First, remove the columns where 40% percent or more of the variables are missing. We may also want to find columns that will not be significant for our model and remove them based on your exploratory analysis. We will remove EXT_SOURCE_2 and EXT_SOURCE_3 since the distribution graphs for Target=1 and Target=2 are normally distributed.

To deal with other missing values on numeric variables, you can use Pandas' fillna() function to fill in missing values in a dataframe. What would you fill the values with? You may need some strategies. In the notebook, we use three strategies.

Replace all the Nan values with mean value of the column
Replace all the Nan values with 0
Replace all the Nan values with the most repeated value (mode) in that columns

Since there is no missing value in categorical variables, you can leave them as they are.

For categorical values, use LabelEncoder() to convert the categoricals values into machine-readable form.

Remove highly correlated predictors

Multicollinearity occurs when your model includes multiple factors that are correlated not just to your response variable, but also to each other.
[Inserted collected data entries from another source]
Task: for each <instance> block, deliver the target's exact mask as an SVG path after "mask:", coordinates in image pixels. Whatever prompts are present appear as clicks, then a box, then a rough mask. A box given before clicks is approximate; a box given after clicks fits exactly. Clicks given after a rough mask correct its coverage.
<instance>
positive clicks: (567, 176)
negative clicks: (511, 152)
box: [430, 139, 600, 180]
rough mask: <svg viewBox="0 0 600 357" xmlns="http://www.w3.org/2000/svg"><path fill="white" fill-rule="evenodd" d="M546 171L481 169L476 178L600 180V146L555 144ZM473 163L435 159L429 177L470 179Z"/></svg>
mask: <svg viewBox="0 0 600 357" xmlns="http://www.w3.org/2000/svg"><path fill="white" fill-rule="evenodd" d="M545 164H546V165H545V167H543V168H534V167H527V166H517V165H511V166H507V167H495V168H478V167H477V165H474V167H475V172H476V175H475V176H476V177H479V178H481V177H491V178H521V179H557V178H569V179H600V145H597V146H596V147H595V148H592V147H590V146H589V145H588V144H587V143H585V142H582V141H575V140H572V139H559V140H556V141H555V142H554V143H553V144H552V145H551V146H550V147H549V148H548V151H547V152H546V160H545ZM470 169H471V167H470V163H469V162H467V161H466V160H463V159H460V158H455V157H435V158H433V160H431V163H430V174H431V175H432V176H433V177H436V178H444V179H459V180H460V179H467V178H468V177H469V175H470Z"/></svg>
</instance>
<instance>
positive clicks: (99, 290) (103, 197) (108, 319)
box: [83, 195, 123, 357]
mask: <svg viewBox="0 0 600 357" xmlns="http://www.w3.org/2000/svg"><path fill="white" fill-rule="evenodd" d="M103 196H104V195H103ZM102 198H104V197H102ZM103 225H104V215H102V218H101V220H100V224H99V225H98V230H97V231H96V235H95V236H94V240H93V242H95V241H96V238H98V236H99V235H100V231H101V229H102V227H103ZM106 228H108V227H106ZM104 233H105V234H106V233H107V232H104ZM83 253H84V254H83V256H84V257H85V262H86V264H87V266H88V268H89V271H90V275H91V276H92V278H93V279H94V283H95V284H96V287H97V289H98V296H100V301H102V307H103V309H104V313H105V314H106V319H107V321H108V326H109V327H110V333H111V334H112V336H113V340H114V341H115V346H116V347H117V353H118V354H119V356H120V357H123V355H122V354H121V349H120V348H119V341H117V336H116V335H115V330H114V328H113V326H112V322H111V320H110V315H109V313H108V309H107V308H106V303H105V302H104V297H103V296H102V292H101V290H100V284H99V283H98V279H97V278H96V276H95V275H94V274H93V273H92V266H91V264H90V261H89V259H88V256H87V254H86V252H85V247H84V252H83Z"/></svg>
It may increase the standard errors of the coefficients which will make some variables statistically insignificant when they should not be significant. In order to select actual significant features, you may need to remove highly correlated predictors from the model.

After dropping highly correlated features, remember to convert the categorical variables into dummy variables.

In this project, we are going to use logistic regression classifier, random forest classifier and gradient boosting classifier in sklearn to predict the target.

Splitting data into train and test set

Split the data into 70% train set and 30% test set, separate the dependent and independent variables.

As we learned in the previous step, the TARGET value is unbalanced:

To handle the unbalanced dataset, you can try to up-sample minority class or down-sample majority class. In this notebook, we use the result of down-sampling.

Evaluate the model

The sklearn.metrics module implements several loss, score and utility function to measure classification performance. Some metrics might require probability estimates of the positive class, confidence values, or binary decisions values.

In this project, we use the following metrics:

accuracy_score: Accuracy classification score
classification_report: Computes precision, recall, and F1 scores
roc_curve: Computes Receiver operating characteristic (ROC)
roc_auc_score: Computes Area Under the Receiver Operating Characteristic Curve (ROC AUC) from prediction scores. The AUC score tells good balance (tradeoff) of true positive and false positive. The ideal AUC looks like a half moon in the graph.

Logistic Regression Classifier
Accuracy score	0.66	Precision score	0.59
Recall score	0.66	F1-score	0.59
AUC	0.53

Random Forest Classifier
Accuracy score	0.66	Precision score	0.61
Recall score	0.66	F1-score	0.59
AUC	0.58

Gradient Boosting Classifier
Accuracy score	0.63	Precision score	0.63
Recall score	0.63	F1-score	0.55
AUC	0.63

Result table

From the result, you can see that the Gradient Boosting Classifier has the best performance for this dataset based on the recall score (0.63) and AUC (0.63) However, the models have not been tuned and we only used the down-sampling data which would lose some information of the data. For further experiment, try to improve the performance of Gradient Boosting Classifier by yourself!

Kaggle. (2018) Home Credit Default Risk.